Ink and Bone
Page 24
She gave him a little smirk. “I know that,” she said.
She bowed her head, shoving her hands into her pockets. Then she just walked away, her heels clicking on the sidewalk, echoing off the buildings around them. She turned a corner and was gone. He felt nothing, except a vague regret for everything that had passed between them. It certainly hadn’t been worth it, for either of them. But that was another truth of life that Wolf had only recently learned. Very often, there was no redemptive narrative. The consequences for some mistakes would not be undone. He headed toward the garage.
TWENTY-THREE
The problem with going fast, was that you couldn’t go far, too. Her heart throbbed, and her ankle hurt so much that she cried while she ran, seeing white stars of pain every time her foot connected with the earth. Finally, she slowed to a limp, breathless, having lost her bearings completely. She stopped and looked around the dark woods. No light from the moon. Don’t panic, that’s what her daddy would have told her. Find shelter. That’s the first thing you have to do if you get lost in the woods.
Exposure was the greatest threat to survival, her father had told her. She kind of didn’t get it. She thought it would be food or water that was the most important thing. Then, she’d never been too cold for too long.
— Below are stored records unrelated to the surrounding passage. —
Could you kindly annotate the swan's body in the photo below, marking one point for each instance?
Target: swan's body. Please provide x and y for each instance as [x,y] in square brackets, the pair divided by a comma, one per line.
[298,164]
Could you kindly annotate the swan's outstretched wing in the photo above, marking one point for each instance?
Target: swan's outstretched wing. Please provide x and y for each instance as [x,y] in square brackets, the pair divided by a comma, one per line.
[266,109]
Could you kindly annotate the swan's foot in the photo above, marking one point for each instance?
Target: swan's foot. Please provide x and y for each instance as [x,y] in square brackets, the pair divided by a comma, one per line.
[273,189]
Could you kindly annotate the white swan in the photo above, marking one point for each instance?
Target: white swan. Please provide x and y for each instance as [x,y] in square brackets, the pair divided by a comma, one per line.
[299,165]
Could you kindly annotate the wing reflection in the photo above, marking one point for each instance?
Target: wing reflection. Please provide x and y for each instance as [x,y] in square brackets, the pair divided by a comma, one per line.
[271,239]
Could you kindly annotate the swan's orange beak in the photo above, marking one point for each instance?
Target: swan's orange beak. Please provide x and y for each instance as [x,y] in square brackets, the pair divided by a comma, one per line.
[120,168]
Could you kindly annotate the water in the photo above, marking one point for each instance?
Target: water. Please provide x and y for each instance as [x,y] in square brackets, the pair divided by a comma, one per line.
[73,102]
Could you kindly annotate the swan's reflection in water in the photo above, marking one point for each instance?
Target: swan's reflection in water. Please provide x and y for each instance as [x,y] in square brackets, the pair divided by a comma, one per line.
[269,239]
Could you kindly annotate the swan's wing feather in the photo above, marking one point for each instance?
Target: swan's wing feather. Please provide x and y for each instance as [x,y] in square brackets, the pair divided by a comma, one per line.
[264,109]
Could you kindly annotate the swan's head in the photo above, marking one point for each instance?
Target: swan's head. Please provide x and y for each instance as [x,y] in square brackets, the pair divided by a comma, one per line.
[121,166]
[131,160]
Her skin never ached from the frigid air. She was separated from snow and rain by boots and coats, mittens and scarves. It never touched her, not like this.
The snow was falling in big thick flakes. And she remembered how it looked when it fell out her window. How it would seem to melt into the black river of the street and never accumulate. But here, a white blanket was forming. The snow was clinging to leaves, forming little piles on branches.
“What do I do now?” she asked the voice.
But there was no answer. The voice was probably mad at her because she had disobeyed. Now, she was on her own. She tried to rid herself of the image of Bobo hitting Momma over and over again with that flashlight, but she couldn’t. Had she made him do that? Was it her fault? She thought that she should be sorry, that somehow it was she who drove him to do it. But she wasn’t sorry. If she’d been strong enough, she’d have done it herself.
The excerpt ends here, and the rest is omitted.